When our first baby was three months old, we moved around the corner from our church. That big stone building with its bell tower crowning the hilltop has been our rock, our main institution.
School involvement comes and goes. Jobs end. Kids age out of sports leagues and bands. All those relationships connected to those things fade, but church goes on, because no one outgrows their deep need for God.
I can’t begin to describe how our church has enriched the lives of our family.
As a person who grew up without the church, it was a constant surprise to me to discover people ready to pour out their time, talent and love on my kids. It began as soon as they were born. We had three babies in 20 months – mathematically impossible unless you have premature twins before your toddler turns two! In the crazy days following the twins’ homecoming, people from the church whom we barely knew were cleaning the house, bringing us meals, even doing our laundry.
That was just the beginning. There was a nursery where we could leave them all safe in the arms of one-on-one caregivers while we sank exhausted into a pew and enjoyed the stillness of undisturbed worship.
As our babies grew, church became their comfortable second home. That was where they had big rooms to run around, cool toys to play with, crowds to charm. They were introduced to good music. I recall taking my one-year-old to his first concert. We wondered if he was old enough to behave, and were delighted when he sat attentive through song after song. Then, during the first break in the music, he pulled his thumb out of his mouth and shouted, “More songs!”
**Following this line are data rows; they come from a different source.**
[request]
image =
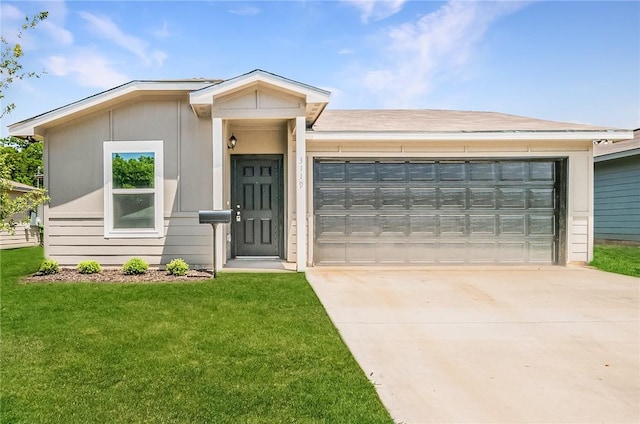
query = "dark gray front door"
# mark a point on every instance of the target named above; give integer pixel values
(419, 211)
(257, 205)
For children as young as three, there were age-appropriate worship experiences in their Sunday School classes. They used to love when their teacher rang a triangle, one on each side, three times while they all said, “Father, Son and Holy Spirit.” There was also a cooperative preschool which stressed the development of the whole child and required parents to help in the classroom. I learned volumes about patience and the value of structure from those gentle teachers.
During the grade school years, every season offered something to look forward to at church, from the joys of summer camps to the wonder of candle-lit Christmas services. On Palm Sunday they danced down the aisles with palm branches, and in August there was a block party where the whole neighborhood showed up for free food, music and face painting.
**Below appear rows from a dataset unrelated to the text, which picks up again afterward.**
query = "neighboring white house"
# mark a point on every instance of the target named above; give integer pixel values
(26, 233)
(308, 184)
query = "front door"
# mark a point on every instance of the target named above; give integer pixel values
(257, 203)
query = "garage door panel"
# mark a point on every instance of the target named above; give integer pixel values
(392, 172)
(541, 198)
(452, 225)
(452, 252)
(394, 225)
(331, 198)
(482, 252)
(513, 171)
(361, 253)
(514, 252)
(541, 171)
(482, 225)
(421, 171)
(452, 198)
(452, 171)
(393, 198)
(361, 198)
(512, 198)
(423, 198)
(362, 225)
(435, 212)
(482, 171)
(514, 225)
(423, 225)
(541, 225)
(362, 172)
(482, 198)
The milestones of their growth were marked with careful ceremonies – baptism, the presentation of Bibles at the beginning of fourth grade, the transition from children’s ministry to youth group after grade six, with its whole new world of wild games and pool parties and mission trips.
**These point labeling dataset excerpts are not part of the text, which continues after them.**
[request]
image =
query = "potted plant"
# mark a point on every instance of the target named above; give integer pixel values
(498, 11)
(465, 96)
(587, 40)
In the demanding high school years, church was a refuge for our boys, where they knew they were loved apart from their performance. Small discipleship groups grounded them in truth and gave them structure for practicing their faith after leaving home.
No one but God knows how many dozens of people have loved our kids, how many beautiful images connected with God are wired into the structure of their brains, how much truth has taken root in their hearts.
I have not always felt like getting my kids up and ready for church, but every time, I’ve been glad I did. It took the whole village to get them where they are, and as adults, I know they will need it just as much.
One thought on “We Raised our Kids in Church (10 Things I’m Glad we did for our Kids, Part IV)”
During my growing up years, I enjoyed many of the same benefits you describe here. Our children benefited from the same a couple of decades later. Now it’s my turn to be a “villager” for the children of others! You’ve given me encouragement and insight for that role, in this wise and wonderful post, Colleen!